Higgs Boson What is the Higgs Field?
There is much debate about how the Higgs boson and the Higgs field emerged. Many scientists are trying to claim credit for this discovery. In fact, before Peter Higgs, who gave his name to the Higgs boson and the Higgs field, there were scientists working on the mechanisms that lead to mass. Robert Brout and François Engler are the most prominent contributors to this research. In August 1964, they detailed how the mechanism leading to mass might work. Dick Hagen, Gerald Guralnik, and Tom Kibble also shared their similarly conceived mechanism in November of that same year, shortly after Peter Higgs published his own work. This, of course, presented a problem for the Nobel Prize committee, due to the rule that a Nobel Prize can be awarded to a maximum of three people. Regardless, Peter Higgs was the first to clearly predict the particle we now call the Higgs boson in October 1964. The Nobel Prize went to François Englert and Peter W. Higgs.
Physicists were investigating why some particles have more mass than others (which leads to another problem, as we don't normally understand why particles have mass, and until the discovery of the Higgs field and the boson, the Standard Model assumed particles must be massless). We didn't understand the underlying mechanism. This is where Peter Higgs came in. He came up with a theory that suggested that all particles and the universe are contained within an energy field, and that particles with more mass interact more with this field, while particles with less mass interact less.
Think of the Higgs field as an ocean and particles as fish.
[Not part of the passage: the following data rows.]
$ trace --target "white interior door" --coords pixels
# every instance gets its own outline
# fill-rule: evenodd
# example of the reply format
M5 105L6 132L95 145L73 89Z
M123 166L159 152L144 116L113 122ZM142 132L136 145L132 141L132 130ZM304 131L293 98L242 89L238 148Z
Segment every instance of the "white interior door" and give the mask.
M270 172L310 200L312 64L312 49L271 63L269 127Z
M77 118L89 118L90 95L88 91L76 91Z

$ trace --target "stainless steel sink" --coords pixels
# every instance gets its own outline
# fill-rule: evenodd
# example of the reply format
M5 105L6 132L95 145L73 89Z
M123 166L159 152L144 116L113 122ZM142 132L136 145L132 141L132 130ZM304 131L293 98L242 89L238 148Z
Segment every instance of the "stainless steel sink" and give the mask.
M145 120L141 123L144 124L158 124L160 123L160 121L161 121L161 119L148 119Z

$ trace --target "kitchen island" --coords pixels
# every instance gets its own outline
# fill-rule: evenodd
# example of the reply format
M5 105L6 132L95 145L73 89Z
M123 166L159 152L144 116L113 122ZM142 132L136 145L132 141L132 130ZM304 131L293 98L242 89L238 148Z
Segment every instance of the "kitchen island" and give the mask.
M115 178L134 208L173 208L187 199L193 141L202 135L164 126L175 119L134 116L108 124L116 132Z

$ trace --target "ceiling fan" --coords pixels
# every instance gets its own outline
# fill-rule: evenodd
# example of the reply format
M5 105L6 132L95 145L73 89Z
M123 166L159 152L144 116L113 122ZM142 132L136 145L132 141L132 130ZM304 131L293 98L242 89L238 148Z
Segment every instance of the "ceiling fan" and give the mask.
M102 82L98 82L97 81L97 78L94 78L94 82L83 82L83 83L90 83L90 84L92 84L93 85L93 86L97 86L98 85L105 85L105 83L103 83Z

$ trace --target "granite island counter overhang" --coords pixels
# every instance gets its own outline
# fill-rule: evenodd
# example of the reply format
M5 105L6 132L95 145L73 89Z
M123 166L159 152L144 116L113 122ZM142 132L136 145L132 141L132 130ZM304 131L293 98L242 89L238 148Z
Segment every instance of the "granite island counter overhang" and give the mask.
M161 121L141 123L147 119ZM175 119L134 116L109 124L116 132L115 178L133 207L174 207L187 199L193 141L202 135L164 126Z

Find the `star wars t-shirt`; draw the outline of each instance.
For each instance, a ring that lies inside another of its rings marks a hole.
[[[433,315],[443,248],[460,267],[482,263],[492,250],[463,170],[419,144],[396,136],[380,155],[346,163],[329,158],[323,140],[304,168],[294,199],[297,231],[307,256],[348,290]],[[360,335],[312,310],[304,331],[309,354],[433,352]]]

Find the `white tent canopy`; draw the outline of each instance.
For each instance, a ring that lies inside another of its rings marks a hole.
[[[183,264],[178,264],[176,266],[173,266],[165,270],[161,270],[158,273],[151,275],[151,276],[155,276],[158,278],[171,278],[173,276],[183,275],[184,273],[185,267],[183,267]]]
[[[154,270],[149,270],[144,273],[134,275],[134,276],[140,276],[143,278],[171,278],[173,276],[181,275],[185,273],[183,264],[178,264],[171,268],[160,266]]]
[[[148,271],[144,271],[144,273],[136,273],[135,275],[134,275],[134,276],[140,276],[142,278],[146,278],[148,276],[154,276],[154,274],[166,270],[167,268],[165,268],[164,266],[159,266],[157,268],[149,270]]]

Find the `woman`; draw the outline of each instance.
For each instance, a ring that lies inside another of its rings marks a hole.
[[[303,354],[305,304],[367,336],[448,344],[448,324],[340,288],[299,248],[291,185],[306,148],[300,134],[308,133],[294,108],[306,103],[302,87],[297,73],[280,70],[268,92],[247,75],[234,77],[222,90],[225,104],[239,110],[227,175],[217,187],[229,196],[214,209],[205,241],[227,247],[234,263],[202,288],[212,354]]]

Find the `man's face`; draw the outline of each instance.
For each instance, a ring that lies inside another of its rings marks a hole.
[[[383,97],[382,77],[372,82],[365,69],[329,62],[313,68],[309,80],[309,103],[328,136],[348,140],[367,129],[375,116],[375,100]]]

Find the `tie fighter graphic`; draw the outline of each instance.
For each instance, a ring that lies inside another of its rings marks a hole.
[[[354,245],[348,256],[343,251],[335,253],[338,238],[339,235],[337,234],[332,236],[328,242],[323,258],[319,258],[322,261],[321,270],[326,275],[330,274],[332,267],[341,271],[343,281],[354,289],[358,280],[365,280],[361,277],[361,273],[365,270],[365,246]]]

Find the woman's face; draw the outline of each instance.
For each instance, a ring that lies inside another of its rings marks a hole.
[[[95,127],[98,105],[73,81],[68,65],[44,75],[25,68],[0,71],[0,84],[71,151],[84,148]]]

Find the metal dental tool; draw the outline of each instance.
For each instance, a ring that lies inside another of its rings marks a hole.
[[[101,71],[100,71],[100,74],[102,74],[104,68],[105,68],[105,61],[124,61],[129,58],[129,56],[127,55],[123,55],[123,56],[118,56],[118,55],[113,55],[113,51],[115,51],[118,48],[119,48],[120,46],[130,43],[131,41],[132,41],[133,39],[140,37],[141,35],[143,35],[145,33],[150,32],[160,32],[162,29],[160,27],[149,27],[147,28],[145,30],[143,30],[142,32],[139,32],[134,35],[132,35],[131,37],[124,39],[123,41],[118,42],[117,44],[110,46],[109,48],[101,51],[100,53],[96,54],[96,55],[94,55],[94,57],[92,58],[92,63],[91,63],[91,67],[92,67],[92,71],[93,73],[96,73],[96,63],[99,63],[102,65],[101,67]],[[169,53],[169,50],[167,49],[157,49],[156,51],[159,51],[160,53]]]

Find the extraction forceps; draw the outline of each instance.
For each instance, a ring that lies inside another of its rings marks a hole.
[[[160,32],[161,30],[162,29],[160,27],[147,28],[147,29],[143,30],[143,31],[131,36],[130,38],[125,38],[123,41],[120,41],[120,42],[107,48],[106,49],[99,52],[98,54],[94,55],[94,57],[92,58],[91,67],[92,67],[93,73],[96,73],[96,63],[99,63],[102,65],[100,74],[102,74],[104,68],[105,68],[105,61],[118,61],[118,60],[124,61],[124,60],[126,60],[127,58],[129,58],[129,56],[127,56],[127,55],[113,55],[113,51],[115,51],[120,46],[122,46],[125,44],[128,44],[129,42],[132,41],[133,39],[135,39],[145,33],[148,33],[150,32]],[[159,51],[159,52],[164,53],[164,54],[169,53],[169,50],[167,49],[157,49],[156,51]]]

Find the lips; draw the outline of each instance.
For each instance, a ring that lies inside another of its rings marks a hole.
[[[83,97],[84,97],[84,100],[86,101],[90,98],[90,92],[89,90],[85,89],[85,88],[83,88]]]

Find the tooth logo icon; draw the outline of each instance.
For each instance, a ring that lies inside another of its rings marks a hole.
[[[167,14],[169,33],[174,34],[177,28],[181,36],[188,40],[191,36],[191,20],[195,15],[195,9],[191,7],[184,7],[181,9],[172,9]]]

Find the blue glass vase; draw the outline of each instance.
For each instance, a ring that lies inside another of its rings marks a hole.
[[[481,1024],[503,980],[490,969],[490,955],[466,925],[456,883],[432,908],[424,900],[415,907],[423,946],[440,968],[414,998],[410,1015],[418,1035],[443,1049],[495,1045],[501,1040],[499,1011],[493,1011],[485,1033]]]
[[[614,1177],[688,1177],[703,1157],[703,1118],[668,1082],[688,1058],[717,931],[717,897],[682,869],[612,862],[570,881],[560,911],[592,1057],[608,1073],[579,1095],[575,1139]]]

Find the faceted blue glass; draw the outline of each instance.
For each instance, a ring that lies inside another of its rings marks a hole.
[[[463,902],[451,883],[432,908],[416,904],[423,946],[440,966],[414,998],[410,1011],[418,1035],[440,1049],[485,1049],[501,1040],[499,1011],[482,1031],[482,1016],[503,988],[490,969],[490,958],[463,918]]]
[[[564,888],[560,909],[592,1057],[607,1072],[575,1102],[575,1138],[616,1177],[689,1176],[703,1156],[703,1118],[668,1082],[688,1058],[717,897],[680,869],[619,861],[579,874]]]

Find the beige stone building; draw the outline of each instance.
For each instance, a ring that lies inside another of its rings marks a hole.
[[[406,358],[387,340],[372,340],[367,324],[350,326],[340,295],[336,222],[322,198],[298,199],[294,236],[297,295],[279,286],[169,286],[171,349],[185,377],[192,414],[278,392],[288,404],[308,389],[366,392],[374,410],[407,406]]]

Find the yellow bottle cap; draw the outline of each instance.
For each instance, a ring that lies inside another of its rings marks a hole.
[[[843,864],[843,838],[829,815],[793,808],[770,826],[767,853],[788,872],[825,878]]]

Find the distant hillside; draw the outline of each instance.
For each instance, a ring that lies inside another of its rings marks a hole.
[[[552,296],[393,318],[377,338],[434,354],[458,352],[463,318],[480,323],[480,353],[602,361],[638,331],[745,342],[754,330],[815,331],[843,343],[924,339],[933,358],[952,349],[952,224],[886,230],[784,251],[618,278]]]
Herring move very quickly and maneuver rapidly in this ocean, just like very low-mass particles, like electrons. Lower-mass particles interact less with this field. In contrast, up-quarks are the heaviest particles discovered so far. We can compare this to sunfish. But the difference between fish and particles is that while up-quarks are much heavier than electrons, they are not much larger. In fact, they are the same size. (The ocean-fish analogy was just for your understanding, so don't get too hung up on it.)
The Higgs boson is the gauge boson (carrier boson) of the Higgs field, just as photons are carriers of the electromagnetic field, the W and Z bosons are carriers of the weak nuclear force, and gluons are carriers of the strong nuclear force. Using the previous analogy, the Higgs boson corresponds to water molecules.